Je me sens moins seule! J'ai hâte de lire ton billet, histoire d'avoir des idées en réserve pour les moments où ce genre de lecture fait du bien. ;-)

Tasha a dit…

@Shelbylee: : il faut que j'essaie Hamilton, et là, je viens de relire le premier Queen Betsy. De fait, à part pour Deborah Harkness, il me faut de l'humour. Pour Carriger, c'est aussi le côté steampunk qui m'a séduite.

Tasha a dit…

@Jean-Marc: HA HA HA! J'étais sûre que ça ferait réagir!!!! Bon, faut que j'avoue : JAMAIS je ne mange d'horreur cacaotée (la dernière fois que j'en ai mangé, je pense que je vivais encore chez mes parents), c'est INTERDIT à la maison.
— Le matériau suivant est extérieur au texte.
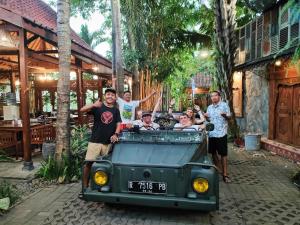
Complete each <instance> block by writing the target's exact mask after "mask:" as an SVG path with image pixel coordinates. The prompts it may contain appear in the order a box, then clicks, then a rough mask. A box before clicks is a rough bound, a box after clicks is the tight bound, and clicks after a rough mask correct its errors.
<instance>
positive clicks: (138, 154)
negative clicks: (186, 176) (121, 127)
mask: <svg viewBox="0 0 300 225" xmlns="http://www.w3.org/2000/svg"><path fill="white" fill-rule="evenodd" d="M198 147H199V144H190V143H189V144H177V145H174V144H153V143H152V144H145V143H120V144H116V145H115V146H114V149H113V153H112V163H113V164H123V165H139V166H143V165H145V166H174V167H179V166H183V165H184V164H185V163H188V162H190V161H191V160H192V159H193V158H194V157H195V156H196V155H198V154H199V152H197V149H198Z"/></svg>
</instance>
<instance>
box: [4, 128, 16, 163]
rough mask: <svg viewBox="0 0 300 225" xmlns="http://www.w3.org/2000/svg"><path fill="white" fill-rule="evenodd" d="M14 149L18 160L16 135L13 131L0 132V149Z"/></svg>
mask: <svg viewBox="0 0 300 225" xmlns="http://www.w3.org/2000/svg"><path fill="white" fill-rule="evenodd" d="M11 147H15V149H16V159H17V160H18V153H19V145H18V140H17V134H16V133H15V132H13V131H0V149H5V148H11Z"/></svg>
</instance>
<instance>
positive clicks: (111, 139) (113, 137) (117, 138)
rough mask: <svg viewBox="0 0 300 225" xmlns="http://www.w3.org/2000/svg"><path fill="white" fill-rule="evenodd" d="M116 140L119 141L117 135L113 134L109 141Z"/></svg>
mask: <svg viewBox="0 0 300 225" xmlns="http://www.w3.org/2000/svg"><path fill="white" fill-rule="evenodd" d="M118 141H119V137H118V136H117V135H116V134H114V135H113V136H111V137H110V142H111V143H116V142H118Z"/></svg>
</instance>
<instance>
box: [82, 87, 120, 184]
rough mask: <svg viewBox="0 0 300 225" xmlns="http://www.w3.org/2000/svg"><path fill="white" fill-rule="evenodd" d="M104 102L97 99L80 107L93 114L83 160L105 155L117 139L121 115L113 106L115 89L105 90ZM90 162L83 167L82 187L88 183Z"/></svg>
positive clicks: (115, 141) (109, 89) (118, 134)
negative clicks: (92, 102)
mask: <svg viewBox="0 0 300 225" xmlns="http://www.w3.org/2000/svg"><path fill="white" fill-rule="evenodd" d="M104 97H105V102H104V103H101V102H100V100H97V101H96V102H95V103H94V104H90V105H86V106H84V107H82V108H81V109H80V111H81V112H91V113H92V114H93V115H94V125H93V130H92V136H91V139H90V141H89V144H88V149H87V152H86V157H85V160H95V159H96V158H97V157H98V156H99V155H100V156H104V155H107V154H108V152H109V149H110V145H111V143H115V142H117V141H118V137H119V133H120V128H121V122H122V121H121V116H120V111H119V109H118V108H117V107H116V106H115V103H116V91H115V90H114V89H106V90H105V95H104ZM91 167H92V162H87V163H86V164H85V165H84V168H83V187H84V188H87V187H88V184H89V174H90V171H91Z"/></svg>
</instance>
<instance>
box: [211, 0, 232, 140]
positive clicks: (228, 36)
mask: <svg viewBox="0 0 300 225" xmlns="http://www.w3.org/2000/svg"><path fill="white" fill-rule="evenodd" d="M214 12H215V23H216V24H215V25H216V49H217V56H216V67H217V75H216V78H217V83H218V87H219V89H220V90H222V91H223V93H224V97H225V99H226V100H227V101H228V103H229V107H230V111H231V112H232V118H233V119H232V124H231V125H232V127H231V128H232V131H233V132H234V133H235V132H237V123H236V119H235V114H234V110H233V92H232V85H233V69H234V59H235V54H236V48H237V46H236V38H235V29H236V0H215V5H214ZM234 135H236V133H235V134H234Z"/></svg>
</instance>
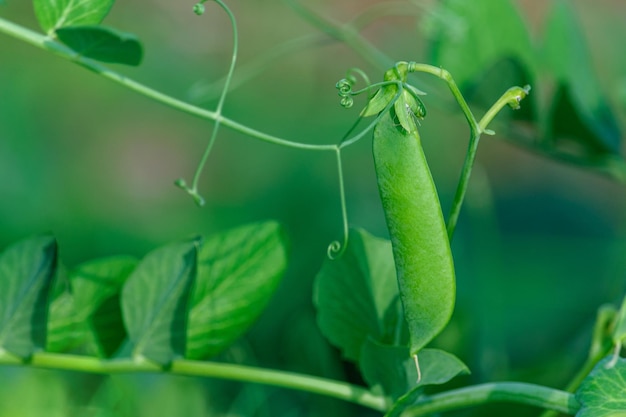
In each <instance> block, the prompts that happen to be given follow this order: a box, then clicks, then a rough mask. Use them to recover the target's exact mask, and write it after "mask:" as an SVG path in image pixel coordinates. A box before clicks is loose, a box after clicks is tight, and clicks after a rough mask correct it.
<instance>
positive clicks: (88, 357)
mask: <svg viewBox="0 0 626 417" xmlns="http://www.w3.org/2000/svg"><path fill="white" fill-rule="evenodd" d="M4 362H7V363H9V364H12V365H16V364H17V363H15V362H14V361H12V360H5V357H4V356H0V363H4ZM21 365H29V366H32V367H36V368H48V369H58V370H68V371H78V372H89V373H96V374H111V373H131V372H162V371H163V369H162V368H161V367H160V366H159V365H156V364H154V363H151V362H137V361H133V360H130V359H124V360H103V359H99V358H93V357H86V356H78V355H66V354H57V353H36V354H34V355H33V357H32V358H31V360H30V361H29V362H22V363H21ZM167 372H168V373H171V374H174V375H185V376H199V377H208V378H218V379H227V380H234V381H242V382H250V383H258V384H266V385H273V386H277V387H283V388H289V389H294V390H300V391H306V392H310V393H314V394H320V395H325V396H327V397H332V398H336V399H339V400H344V401H348V402H351V403H354V404H358V405H361V406H363V407H368V408H371V409H374V410H377V411H381V412H384V411H385V409H386V404H385V399H384V398H383V397H380V396H378V395H375V394H372V393H371V392H369V391H368V390H366V389H365V388H362V387H359V386H356V385H351V384H348V383H346V382H341V381H334V380H331V379H327V378H320V377H316V376H309V375H303V374H297V373H292V372H285V371H276V370H269V369H262V368H255V367H251V366H245V365H233V364H225V363H216V362H200V361H191V360H175V361H173V362H172V363H171V366H169V367H168V368H167Z"/></svg>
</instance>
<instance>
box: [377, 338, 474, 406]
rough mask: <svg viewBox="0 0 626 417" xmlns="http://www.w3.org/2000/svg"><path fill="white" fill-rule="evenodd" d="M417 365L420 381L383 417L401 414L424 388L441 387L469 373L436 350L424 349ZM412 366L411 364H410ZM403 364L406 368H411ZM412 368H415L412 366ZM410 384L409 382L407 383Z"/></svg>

D'abord c'est dégueu pour la santé, ensuite je hais la société qui vend ça et qui ment à longueur de pub (je sais, c'est un peu le principe). Mais ça faisait une comparaison parlante, non? Ah tu m'as bien fait rire en tout cas...

Miss Cornelia a dit…

Malheureusement pour moi, je craque pour les chocolats les plus fins ( mais pas les noirs qui provoquent chez moi de violentes migraines même si je les aime) et le Nutella que j'adule dans une cuiller à soupe à même le pot ( rien qu'à moi!!!). Je craque pour les belles chaussures italiennes ou espagnoles faites à la main et l'été, je porte mes Birkens colorées! Je vais chez des libraires et j'aime aussi les bons gros sites pleins de références alléchantes. J'adore la Bit-lit et je vénère Craig Johnson, Tolstoï ou Elizabeth Gaskell. Je plonge sans cesse dans la littérature de jeunesse ( taxée de sous-caca par un ancien collègue!) et reviens toujours à la littérature de grands.
Et en écrivant cela, je me fais l'effet d'un mélange délicieux, humain, et comme Tasha m'encourage, je vais continuer dans ce sens, car les gens d'un seul tenant sont souvent parfaitement ennuyeux, Molière, à son époque, tenait déjà les fâcheux pour des personnes insupportables. Et certains pseudo intellos pourfendeurs de ces sous-cultures me font l'effet de fâcheux!

Tasha a dit…

Ah je reconnais ma chère Miss Cornélia! Continue ainsi!!!!